Authors:S. Sareen, R. Munjal, N. Singh, B. Singh, R. Verma, B. Meena, J. Shoran, A. Sarial, and S. Singh
Terminal heat, which is referred as increase in temperature during grain filling, is one of the important stress factors for wheat production. Current estimates indicate that wheat crop grown on around 13.5mha in India is affected by heat stress. In order to meet the challenges of high temperature ahead of global warming, concerted efforts are needed to evaluate germplasm for heat tolerance and identify and develop genotypes suitable for such stressed environments.
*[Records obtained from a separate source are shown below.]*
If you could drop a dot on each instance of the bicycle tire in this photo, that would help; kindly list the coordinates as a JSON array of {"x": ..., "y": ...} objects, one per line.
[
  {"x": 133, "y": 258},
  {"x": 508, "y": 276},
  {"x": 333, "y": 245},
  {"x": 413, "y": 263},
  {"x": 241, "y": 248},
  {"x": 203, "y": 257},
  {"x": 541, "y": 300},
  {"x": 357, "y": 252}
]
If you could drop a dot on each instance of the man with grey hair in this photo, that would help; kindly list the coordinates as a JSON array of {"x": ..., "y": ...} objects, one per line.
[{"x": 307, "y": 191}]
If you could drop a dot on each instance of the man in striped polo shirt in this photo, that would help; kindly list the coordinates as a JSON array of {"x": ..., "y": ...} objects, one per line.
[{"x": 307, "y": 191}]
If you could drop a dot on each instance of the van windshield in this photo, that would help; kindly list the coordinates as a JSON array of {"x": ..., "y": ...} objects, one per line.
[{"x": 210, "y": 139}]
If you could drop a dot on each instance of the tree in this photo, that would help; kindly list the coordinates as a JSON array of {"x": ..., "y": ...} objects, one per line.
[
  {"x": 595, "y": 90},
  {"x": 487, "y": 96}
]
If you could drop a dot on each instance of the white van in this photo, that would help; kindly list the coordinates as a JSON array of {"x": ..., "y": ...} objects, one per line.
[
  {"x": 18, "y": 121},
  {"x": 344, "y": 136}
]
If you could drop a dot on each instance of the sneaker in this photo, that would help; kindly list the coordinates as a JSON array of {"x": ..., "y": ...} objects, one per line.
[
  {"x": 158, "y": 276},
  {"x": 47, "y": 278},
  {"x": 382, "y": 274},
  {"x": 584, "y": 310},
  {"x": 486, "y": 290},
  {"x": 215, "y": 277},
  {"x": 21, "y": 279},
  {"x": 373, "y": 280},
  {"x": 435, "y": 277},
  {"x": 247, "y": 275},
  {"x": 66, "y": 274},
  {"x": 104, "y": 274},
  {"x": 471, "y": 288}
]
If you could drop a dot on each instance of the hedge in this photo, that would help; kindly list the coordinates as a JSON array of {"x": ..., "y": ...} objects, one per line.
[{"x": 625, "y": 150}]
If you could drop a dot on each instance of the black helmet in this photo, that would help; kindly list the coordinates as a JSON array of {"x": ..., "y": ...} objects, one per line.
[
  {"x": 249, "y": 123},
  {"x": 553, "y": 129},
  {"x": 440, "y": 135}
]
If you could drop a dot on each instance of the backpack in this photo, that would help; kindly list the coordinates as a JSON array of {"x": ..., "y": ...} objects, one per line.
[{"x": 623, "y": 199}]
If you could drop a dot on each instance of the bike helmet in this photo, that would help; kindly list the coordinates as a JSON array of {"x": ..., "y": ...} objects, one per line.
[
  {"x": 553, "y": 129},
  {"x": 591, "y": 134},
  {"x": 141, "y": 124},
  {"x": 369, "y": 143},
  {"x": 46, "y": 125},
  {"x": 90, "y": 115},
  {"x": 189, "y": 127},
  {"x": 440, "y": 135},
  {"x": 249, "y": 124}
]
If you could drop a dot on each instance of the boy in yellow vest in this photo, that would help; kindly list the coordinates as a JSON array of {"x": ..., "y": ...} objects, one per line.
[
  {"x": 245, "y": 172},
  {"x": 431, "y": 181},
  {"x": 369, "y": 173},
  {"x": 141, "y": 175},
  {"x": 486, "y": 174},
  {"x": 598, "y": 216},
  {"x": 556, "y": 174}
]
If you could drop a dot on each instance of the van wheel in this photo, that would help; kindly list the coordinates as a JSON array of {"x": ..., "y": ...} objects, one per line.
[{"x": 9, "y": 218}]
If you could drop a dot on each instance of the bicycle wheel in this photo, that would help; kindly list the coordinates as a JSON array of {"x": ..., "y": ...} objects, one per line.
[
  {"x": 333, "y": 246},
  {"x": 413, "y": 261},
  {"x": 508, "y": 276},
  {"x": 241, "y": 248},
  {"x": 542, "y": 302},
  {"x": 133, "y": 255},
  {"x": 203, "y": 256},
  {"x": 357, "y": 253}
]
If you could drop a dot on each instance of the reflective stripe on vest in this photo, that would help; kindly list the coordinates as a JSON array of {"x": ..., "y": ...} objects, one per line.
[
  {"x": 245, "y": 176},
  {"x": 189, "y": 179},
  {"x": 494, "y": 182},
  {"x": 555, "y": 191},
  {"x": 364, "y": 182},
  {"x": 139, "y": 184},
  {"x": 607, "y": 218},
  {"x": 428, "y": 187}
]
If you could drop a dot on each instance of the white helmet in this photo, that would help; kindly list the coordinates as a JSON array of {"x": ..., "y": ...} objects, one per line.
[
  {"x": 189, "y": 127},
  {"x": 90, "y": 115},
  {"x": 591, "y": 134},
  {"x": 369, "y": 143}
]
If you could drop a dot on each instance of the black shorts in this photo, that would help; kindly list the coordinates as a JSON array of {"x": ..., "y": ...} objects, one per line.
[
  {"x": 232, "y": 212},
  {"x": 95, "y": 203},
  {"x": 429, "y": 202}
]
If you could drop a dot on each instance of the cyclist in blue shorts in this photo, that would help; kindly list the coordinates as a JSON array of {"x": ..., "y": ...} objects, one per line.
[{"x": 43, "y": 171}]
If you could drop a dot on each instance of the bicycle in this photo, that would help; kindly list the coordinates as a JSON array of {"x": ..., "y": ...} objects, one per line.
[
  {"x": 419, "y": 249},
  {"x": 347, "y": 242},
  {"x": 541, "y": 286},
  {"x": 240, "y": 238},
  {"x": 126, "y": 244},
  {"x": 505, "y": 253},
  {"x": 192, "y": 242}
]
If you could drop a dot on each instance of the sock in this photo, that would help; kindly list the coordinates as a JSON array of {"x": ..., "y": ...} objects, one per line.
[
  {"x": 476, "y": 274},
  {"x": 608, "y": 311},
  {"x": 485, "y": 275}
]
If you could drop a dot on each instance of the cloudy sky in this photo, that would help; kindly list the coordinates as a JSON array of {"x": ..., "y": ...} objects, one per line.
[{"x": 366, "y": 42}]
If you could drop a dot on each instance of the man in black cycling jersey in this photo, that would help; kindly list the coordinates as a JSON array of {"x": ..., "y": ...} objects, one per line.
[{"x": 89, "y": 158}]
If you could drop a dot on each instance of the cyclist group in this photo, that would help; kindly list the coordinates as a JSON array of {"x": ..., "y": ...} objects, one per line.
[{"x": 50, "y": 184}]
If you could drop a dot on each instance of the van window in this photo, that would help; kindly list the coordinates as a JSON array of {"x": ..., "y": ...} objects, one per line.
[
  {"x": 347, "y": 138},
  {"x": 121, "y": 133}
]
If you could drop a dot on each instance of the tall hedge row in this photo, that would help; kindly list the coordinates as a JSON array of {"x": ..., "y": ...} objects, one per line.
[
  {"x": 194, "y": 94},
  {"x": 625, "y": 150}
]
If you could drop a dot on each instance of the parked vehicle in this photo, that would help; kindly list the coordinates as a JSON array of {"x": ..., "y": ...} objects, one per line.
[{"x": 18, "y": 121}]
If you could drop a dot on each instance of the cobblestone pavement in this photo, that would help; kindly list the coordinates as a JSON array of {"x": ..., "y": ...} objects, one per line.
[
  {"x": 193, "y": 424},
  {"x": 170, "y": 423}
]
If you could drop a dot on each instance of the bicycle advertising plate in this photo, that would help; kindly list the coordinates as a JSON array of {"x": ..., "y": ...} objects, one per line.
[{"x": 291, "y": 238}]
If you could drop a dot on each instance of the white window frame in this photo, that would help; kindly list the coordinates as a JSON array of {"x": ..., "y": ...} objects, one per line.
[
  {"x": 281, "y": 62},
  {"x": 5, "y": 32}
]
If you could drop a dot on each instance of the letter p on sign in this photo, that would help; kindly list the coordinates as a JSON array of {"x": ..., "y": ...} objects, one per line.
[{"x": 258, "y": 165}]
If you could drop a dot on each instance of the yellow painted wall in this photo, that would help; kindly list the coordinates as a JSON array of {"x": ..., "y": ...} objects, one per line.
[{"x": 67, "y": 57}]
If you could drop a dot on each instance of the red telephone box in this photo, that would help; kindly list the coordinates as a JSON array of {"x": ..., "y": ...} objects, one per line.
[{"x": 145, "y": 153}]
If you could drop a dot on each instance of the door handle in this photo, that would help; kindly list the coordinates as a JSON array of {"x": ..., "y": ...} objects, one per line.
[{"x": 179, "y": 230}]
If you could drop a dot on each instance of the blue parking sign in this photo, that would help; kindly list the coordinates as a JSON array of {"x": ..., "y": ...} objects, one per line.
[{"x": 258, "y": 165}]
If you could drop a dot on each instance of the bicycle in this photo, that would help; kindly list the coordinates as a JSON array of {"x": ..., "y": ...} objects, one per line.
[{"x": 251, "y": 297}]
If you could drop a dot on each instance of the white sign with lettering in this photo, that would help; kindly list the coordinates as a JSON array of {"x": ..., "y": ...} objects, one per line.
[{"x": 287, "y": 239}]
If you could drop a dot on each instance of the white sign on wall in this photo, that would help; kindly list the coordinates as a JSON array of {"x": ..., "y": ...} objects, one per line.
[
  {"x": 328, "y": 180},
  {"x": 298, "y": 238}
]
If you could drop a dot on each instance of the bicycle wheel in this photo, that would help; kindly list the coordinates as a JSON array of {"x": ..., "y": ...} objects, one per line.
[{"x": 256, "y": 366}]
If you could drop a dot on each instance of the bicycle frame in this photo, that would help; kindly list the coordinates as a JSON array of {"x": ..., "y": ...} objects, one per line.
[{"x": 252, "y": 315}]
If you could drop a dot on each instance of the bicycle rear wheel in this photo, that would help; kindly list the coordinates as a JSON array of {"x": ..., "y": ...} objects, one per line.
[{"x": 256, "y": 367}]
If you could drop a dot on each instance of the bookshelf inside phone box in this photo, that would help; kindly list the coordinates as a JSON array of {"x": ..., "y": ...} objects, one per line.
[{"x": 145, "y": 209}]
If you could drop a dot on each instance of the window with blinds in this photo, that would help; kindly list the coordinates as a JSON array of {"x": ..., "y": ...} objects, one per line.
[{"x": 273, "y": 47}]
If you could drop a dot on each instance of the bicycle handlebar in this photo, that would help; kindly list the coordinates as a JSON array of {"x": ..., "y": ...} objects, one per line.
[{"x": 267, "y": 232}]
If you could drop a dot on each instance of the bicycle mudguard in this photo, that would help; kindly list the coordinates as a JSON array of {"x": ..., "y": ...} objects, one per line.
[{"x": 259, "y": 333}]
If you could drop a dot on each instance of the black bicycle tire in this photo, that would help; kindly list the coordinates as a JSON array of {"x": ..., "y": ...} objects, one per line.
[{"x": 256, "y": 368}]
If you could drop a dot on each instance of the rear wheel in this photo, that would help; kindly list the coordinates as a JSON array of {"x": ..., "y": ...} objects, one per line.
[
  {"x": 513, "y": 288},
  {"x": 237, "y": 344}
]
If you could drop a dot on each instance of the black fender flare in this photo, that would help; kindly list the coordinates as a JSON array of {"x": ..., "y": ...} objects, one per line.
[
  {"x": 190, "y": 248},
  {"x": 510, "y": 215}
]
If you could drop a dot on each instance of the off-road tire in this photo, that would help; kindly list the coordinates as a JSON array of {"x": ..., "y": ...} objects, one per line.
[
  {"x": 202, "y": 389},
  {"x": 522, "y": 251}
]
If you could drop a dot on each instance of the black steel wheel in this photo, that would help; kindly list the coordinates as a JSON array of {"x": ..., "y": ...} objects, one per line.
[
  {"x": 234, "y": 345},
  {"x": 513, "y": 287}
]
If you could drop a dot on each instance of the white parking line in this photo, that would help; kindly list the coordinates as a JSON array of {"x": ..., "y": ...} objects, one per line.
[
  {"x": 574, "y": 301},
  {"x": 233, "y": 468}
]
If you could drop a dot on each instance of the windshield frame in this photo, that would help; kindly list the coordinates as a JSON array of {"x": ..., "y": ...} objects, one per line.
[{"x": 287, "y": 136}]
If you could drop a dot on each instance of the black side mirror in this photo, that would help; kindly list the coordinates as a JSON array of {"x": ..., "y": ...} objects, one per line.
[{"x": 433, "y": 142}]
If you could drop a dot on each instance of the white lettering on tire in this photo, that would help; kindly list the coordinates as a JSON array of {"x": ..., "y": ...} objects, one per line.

The advanced wheat genotypes developed for stress and normal environments by different research centers were evaluated across 7 locations representing varied agroclimatic zones during 2007–08 and 2008–09 to study their adaptability for heat stress and non-stress environments. The additive main effects and multiplicative interaction analysis for G × E interactions revealed differences amongst locations to phenology and grain yield. Genotype RAJ 4083 developed for cultivation under late sown conditions in peninsular zone was also found adaptable to timely sown conditions. Similarly, HD 2733 a cultivar of NEPZ timely sown conditions and PBW 574 an advanced breeding line of NWPZ late sown conditions was found adapted to Peninsular zone. The cultivar RAJ 3765 showed specific adaptability to Pantnagar in NWPZ. Genotype NW 3069 developed for NEPZ timely sown conditions have shown adaptability to number of locations; timely sown conditions at Karnal and Hisar in NWPZ and Niphad in PZ. Likewise, WH 1022 developed for NEPZ late sown conditions exhibited specific adaptability to all timely sown locations in NWPZ.